The French company saw a 35% drop in shares after reporting a negative cash flow range between €500m ($530m) to €750m ($795m) in its first half (H1) results for 2023, attributing it to tight supply chain conditions and a “steep acceleration of production”.

Moody’s decisions to downgrade ratings for the companies it tracks are based on a series of factors, including if its adjusted EBITA margin remains sustained below 5%, adjusted leverage does not trend towards 3.75x over the next 12 months and adjusted FCF remains negative on a sustained basis.

13 October

ÖBB set to acquire Go-Ahead's Germany rail business

Public transport company Go-Ahead Group has agreed to sell its rail business in Germany to ÖBB, allowing the Austrian rail company to enter the regional rail passenger business in the country.

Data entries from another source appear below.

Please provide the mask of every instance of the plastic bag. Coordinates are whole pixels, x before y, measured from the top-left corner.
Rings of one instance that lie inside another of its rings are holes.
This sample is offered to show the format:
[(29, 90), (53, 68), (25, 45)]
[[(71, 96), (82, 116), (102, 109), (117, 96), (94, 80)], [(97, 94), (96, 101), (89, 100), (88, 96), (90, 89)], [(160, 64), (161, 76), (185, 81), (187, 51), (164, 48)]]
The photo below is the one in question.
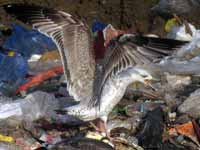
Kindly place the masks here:
[(3, 44), (4, 48), (12, 49), (28, 58), (32, 54), (56, 49), (54, 42), (38, 31), (28, 30), (17, 24), (13, 24), (12, 27), (13, 33)]

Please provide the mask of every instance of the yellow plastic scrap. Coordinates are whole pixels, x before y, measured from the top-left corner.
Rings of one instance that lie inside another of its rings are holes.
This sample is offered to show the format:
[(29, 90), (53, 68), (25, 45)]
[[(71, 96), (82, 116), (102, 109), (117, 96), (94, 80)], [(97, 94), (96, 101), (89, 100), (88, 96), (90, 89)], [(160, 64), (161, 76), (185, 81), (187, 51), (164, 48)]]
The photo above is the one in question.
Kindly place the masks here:
[(176, 18), (169, 19), (167, 23), (165, 24), (165, 31), (170, 32), (172, 30), (172, 27), (177, 26), (177, 25), (178, 25), (178, 22)]
[(15, 55), (15, 52), (14, 52), (14, 51), (9, 51), (9, 52), (8, 52), (8, 56), (13, 57), (14, 55)]
[(88, 131), (88, 133), (86, 134), (85, 137), (88, 138), (88, 139), (94, 139), (94, 140), (102, 141), (102, 142), (104, 142), (106, 144), (109, 144), (109, 145), (113, 146), (113, 144), (109, 140), (104, 139), (105, 138), (104, 135), (101, 135), (98, 132)]
[(11, 136), (5, 136), (5, 135), (0, 134), (0, 141), (11, 143), (14, 141), (14, 139)]

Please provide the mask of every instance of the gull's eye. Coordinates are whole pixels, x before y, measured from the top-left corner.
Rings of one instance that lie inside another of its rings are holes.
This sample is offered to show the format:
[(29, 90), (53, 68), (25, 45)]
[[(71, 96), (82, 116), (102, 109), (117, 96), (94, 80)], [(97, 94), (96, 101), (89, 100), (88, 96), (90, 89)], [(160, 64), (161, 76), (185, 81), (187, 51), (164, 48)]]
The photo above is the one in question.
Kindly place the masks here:
[(146, 74), (143, 74), (143, 75), (142, 75), (142, 77), (143, 77), (143, 78), (147, 78), (147, 77), (148, 77), (148, 75), (146, 75)]

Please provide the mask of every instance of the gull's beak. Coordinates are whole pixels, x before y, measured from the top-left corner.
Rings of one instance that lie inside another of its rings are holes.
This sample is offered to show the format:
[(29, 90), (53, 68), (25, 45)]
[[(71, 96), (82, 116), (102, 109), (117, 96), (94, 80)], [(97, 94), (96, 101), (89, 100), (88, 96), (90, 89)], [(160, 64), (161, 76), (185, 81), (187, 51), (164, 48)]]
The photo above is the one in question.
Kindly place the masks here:
[[(145, 86), (146, 87), (150, 87), (153, 91), (158, 91), (158, 89), (152, 85), (152, 81), (155, 81), (155, 80), (153, 80), (153, 79), (152, 80), (145, 79), (144, 80)], [(156, 80), (156, 81), (158, 81), (158, 80)]]

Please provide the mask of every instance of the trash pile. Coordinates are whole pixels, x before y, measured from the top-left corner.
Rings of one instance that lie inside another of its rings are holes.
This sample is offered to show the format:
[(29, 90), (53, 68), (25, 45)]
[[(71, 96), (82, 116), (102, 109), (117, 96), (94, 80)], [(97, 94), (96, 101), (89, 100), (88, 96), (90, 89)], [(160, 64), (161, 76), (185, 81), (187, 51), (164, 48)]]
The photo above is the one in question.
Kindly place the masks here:
[[(200, 30), (189, 24), (191, 35), (185, 25), (166, 25), (167, 38), (189, 43), (152, 66), (156, 73), (164, 72), (153, 89), (138, 83), (127, 88), (109, 114), (109, 138), (98, 133), (93, 122), (59, 111), (77, 102), (66, 90), (53, 41), (19, 24), (1, 25), (0, 149), (200, 149)], [(100, 41), (98, 35), (105, 36), (110, 28), (94, 23), (93, 46), (99, 53), (114, 35), (106, 35), (108, 41)], [(105, 45), (99, 47), (102, 42)]]

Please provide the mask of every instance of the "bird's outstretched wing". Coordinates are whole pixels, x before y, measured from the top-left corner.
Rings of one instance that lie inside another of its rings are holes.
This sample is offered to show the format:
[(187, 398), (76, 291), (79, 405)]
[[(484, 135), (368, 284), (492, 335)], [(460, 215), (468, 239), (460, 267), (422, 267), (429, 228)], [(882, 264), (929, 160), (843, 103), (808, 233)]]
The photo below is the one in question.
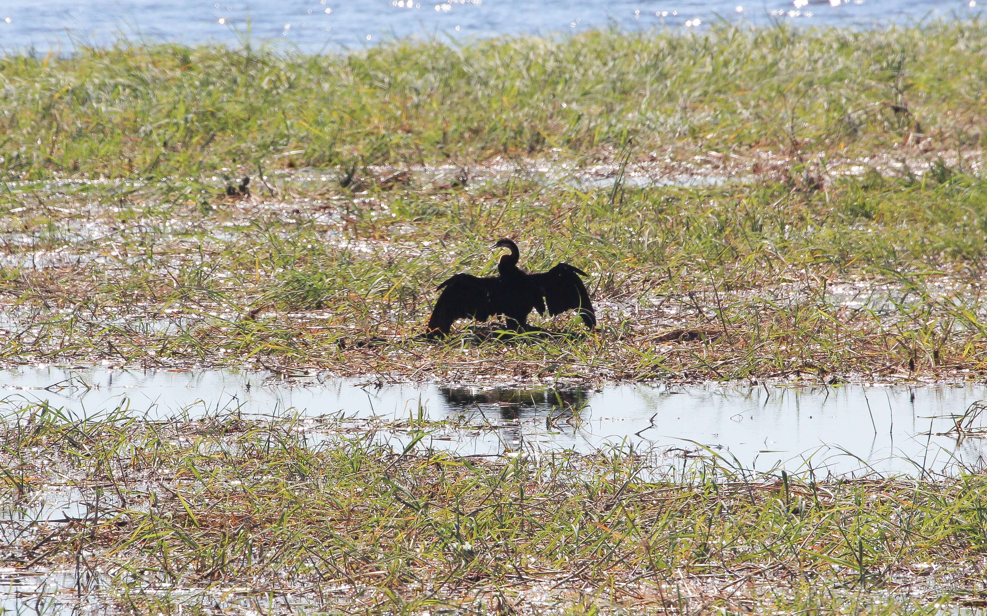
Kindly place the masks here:
[(578, 310), (587, 328), (591, 330), (596, 327), (596, 311), (589, 301), (586, 286), (579, 278), (580, 275), (588, 275), (585, 271), (568, 263), (561, 263), (548, 271), (531, 275), (541, 287), (550, 315)]
[(443, 289), (428, 317), (428, 335), (448, 334), (456, 319), (486, 321), (494, 313), (495, 280), (457, 273), (438, 285)]

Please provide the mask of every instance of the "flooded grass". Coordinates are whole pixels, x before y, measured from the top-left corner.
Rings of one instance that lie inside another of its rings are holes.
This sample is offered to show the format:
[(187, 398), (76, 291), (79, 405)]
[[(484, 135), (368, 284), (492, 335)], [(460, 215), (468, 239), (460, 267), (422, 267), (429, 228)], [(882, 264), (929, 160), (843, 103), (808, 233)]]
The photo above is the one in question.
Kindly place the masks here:
[(821, 480), (647, 450), (464, 457), (392, 448), (339, 417), (235, 412), (66, 421), (28, 406), (6, 416), (2, 442), (0, 571), (17, 572), (24, 609), (883, 614), (983, 601), (978, 474)]
[[(78, 416), (18, 391), (2, 609), (987, 605), (979, 465), (793, 475), (707, 443), (536, 455), (484, 417), (512, 398), (460, 387), (983, 381), (983, 30), (4, 56), (0, 363), (437, 381), (463, 412)], [(418, 338), (435, 285), (492, 270), (503, 236), (528, 269), (588, 271), (599, 330)], [(928, 438), (978, 437), (964, 408)], [(565, 431), (578, 415), (536, 419)], [(507, 446), (428, 444), (464, 433)]]
[[(267, 184), (246, 198), (193, 182), (8, 188), (0, 358), (468, 383), (984, 373), (978, 176), (807, 192)], [(528, 268), (589, 271), (599, 333), (564, 316), (536, 321), (572, 336), (417, 340), (435, 284), (490, 270), (501, 236)]]
[[(5, 56), (0, 361), (982, 378), (981, 30)], [(502, 236), (597, 334), (415, 338)]]

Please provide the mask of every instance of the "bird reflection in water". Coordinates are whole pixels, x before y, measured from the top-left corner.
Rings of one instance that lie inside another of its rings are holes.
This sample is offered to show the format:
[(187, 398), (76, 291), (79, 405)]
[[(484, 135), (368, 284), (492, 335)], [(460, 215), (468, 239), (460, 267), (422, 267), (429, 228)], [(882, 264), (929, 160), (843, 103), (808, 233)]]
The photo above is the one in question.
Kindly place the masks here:
[(500, 425), (504, 453), (524, 449), (524, 421), (545, 420), (546, 431), (574, 434), (583, 421), (589, 393), (581, 389), (439, 389), (446, 405), (473, 414), (474, 421)]

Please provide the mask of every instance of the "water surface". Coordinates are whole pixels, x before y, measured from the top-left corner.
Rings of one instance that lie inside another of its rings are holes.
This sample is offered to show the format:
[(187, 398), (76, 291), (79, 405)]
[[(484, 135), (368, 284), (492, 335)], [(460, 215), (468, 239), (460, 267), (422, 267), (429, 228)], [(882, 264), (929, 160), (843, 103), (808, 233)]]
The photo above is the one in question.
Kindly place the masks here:
[[(972, 6), (971, 6), (972, 5)], [(184, 43), (279, 40), (305, 51), (360, 48), (412, 35), (550, 35), (616, 26), (686, 31), (715, 22), (882, 27), (969, 17), (976, 0), (6, 0), (0, 47), (68, 51), (119, 36)]]
[[(621, 384), (596, 390), (516, 390), (297, 378), (226, 370), (25, 367), (0, 371), (8, 409), (46, 401), (76, 418), (123, 409), (149, 419), (237, 412), (278, 416), (455, 420), (495, 429), (436, 428), (421, 446), (501, 455), (610, 446), (672, 456), (720, 455), (746, 468), (819, 473), (949, 472), (980, 468), (983, 441), (949, 433), (987, 387), (778, 387)], [(980, 420), (974, 427), (982, 425)], [(387, 436), (402, 447), (407, 431)]]

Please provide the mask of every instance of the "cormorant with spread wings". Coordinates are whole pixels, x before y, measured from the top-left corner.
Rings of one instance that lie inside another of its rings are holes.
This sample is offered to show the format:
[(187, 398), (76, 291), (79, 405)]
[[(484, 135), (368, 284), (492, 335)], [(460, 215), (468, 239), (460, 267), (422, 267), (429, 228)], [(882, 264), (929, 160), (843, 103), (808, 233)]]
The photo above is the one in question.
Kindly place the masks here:
[(582, 322), (596, 327), (596, 311), (580, 275), (585, 271), (561, 263), (548, 271), (528, 273), (517, 267), (517, 244), (502, 239), (494, 248), (507, 248), (509, 254), (497, 262), (497, 275), (479, 277), (457, 273), (438, 285), (442, 294), (428, 318), (428, 336), (447, 335), (457, 319), (486, 321), (495, 315), (507, 318), (507, 327), (519, 332), (541, 331), (527, 324), (532, 309), (555, 316), (577, 310)]

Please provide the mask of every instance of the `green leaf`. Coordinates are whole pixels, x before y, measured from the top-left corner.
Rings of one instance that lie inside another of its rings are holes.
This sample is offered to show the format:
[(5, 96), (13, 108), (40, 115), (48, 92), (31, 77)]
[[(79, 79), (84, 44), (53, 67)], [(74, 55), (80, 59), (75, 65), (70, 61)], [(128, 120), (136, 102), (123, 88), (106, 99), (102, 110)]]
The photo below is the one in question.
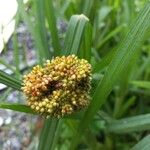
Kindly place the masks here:
[(0, 103), (0, 108), (10, 109), (23, 113), (36, 114), (29, 106), (23, 104)]
[(130, 150), (149, 150), (149, 148), (150, 148), (150, 135), (147, 135)]
[(83, 132), (92, 121), (94, 115), (107, 100), (114, 85), (128, 68), (130, 61), (135, 59), (139, 48), (145, 41), (145, 35), (150, 27), (150, 3), (147, 3), (130, 26), (127, 35), (118, 46), (103, 79), (99, 82), (91, 104), (81, 120), (77, 134), (74, 136), (71, 149), (75, 149)]
[[(37, 52), (37, 58), (40, 64), (43, 64), (43, 59), (48, 58), (49, 55), (47, 55), (47, 49), (45, 49), (45, 45), (43, 43), (43, 39), (41, 36), (44, 36), (44, 34), (40, 34), (41, 31), (43, 31), (43, 26), (36, 22), (36, 24), (33, 24), (31, 21), (29, 14), (25, 11), (25, 5), (23, 4), (23, 1), (18, 0), (18, 8), (19, 8), (19, 13), (21, 14), (21, 17), (23, 18), (24, 22), (27, 24), (27, 27), (29, 29), (29, 32), (31, 33), (34, 41), (35, 41), (35, 46), (36, 46), (36, 52)], [(42, 9), (42, 8), (41, 8)], [(38, 17), (37, 21), (41, 21), (41, 18)]]
[(149, 81), (131, 81), (130, 83), (139, 88), (150, 89)]
[(150, 129), (150, 114), (114, 120), (108, 123), (106, 129), (114, 133), (130, 133)]
[(87, 23), (88, 18), (83, 14), (73, 15), (71, 17), (64, 44), (64, 50), (66, 51), (66, 55), (78, 53)]
[(52, 45), (54, 48), (54, 54), (55, 56), (57, 56), (60, 54), (61, 47), (60, 47), (59, 38), (58, 38), (55, 11), (54, 11), (52, 0), (45, 0), (45, 9), (46, 9), (46, 18), (48, 21), (49, 30), (52, 36)]
[(46, 59), (50, 59), (50, 51), (47, 40), (47, 31), (45, 25), (45, 4), (44, 1), (35, 0), (35, 14), (36, 14), (36, 31), (38, 34), (38, 38), (40, 38), (42, 49), (41, 53), (43, 53), (43, 57)]
[(21, 81), (0, 70), (0, 83), (21, 90)]

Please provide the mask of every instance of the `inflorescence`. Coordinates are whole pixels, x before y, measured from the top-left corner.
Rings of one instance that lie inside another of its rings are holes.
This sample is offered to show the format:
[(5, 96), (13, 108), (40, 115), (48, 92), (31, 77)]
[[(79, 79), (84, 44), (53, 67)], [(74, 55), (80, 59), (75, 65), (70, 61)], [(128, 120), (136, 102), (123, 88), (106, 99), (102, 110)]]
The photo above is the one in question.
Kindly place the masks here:
[(24, 76), (22, 90), (34, 111), (60, 118), (88, 106), (90, 82), (88, 61), (69, 55), (33, 67)]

Expected to close by the end of the year, the deal will see Go-Ahead Verkehrsgesellschaft Deutschland [Go-Ahead Germany] continue operating as an independent company for its three rail contracts in Baden-Württemberg and Bavaria.

Founded in 2014, Go-Ahead Germany operates 144 EMU trains across its services on the Stuttgart and Baden-Württemberg network, the Allgäu electronic network between Munich and Lindau and the Augsburg to Munich, Würzburg, Aalen and Ulm in Bavaria.

ÖBB’s investment into the German passenger rail market follows its partnership with Deutsche Bahn on cross-border services between Germany and Austria, which recently expanded its InterCity Express timetable and night services.